Paylaş
Sakin, sağduyulu bir ses, düşünceli bir tavır görmek zor. Bütün taraflar elde kılıç çarpışıyor. 2011 seçimlerine giderken ”Korkuyorum” diye yazmıştım:
“Plan, proje, seçim vaadi, aile sigortası falan... Birinci ihtiyacımız sağduyu ve itidaldir. Yaklaşan fırtınalarda Türkiye gemisinin doğru pusulası sadece sağduyu ve itidal olacaktır.
Pusulayı kaybetmek! Korkuyorum...” (Milliyet, 5 Mayıs 2011)
Kavgalar tırmandı, tribünlerdeki seyirciler bile sahadaki kavgaya katıldı. Ne sağduyu, ne itidal! Korkularımın gerçekleşmesinden korkuyorum.
ÜÇÜNCÜ DÖNEM
Bu gidişle Türkiye bir türbülansa kapılır mı diye endişeler yaşıyordum. Şöyle yazmıştım:
“Özellikle de iktidarların üçüncü dönemleri, ne kadar oy alırlarsa alsınlar, tepkilerin kabardığı, yönetmenin zorlaştığı dönemlerdir... Türkiye siyasi kutuplaşma yüzünden önümüzdeki süreçte bir de iç türbülansa kapılır mı diye endişeliyim! Bunu tarihe not düşmek için yazıyorum...
Yüksek tansiyon uzun müddet sürdürülemez.” (Hürriyet, 7 Eylül 2012)
Kehanet değildi bunlar. Kehanete inanmam zaten. Yaşadığım tecrübelerle okuduğum kitaplar söylüyordu bunları. O kitapları okudukça Türkiye bir türbülansa kapılacak mı diye korkuyordum, korkum azalmadı, arttı.

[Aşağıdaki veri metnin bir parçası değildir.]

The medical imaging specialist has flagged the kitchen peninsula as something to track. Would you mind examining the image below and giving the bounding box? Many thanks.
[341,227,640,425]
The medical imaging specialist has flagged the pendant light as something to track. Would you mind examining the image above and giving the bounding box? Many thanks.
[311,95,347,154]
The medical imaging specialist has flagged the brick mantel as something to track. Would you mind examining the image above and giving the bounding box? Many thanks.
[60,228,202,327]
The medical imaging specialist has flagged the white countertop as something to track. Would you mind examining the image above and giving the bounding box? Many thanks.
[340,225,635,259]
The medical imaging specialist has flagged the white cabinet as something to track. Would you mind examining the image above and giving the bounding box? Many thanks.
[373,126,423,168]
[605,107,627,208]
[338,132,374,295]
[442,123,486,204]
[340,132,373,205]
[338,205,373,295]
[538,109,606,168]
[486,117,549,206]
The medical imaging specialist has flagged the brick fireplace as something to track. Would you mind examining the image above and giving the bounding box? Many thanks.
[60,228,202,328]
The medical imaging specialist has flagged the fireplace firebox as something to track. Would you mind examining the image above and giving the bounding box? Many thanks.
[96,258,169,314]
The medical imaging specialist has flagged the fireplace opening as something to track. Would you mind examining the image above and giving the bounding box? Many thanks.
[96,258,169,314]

Maalesef bugün ülke, üç sene öncesinden, iki sene, bir sene öncesinden daha yüksek gergin.
BAKANLARIN İSTİFASI
Bakanlar uzun süre devam edemezdi, besbelli... Böyle gecikmeden, soruşturma haberi ortaya çıktığında istifa etselerdi daha iyi olmaz mıydı? 17 Aralık’tan itibaren 8 gün daha bakanlık yapmak adalete güveni mi artırdı? Toplumda tansiyonu mu düşürdü?
Tam tersi oldu, gecikme gerilimi de artırdı, soruşturmaya müdahale edileceği şeklindeki şüpheleri de körükledi.
Böyle yolsuzluk iddiaları ortaya çıktığında olgunlaşmış demokrasilerde ne yapılıyor? İstifa ediliyor, yargının işi sayıldığı için siyasette kıyametler kopmuyor, ekonomileri sarsılmıyor.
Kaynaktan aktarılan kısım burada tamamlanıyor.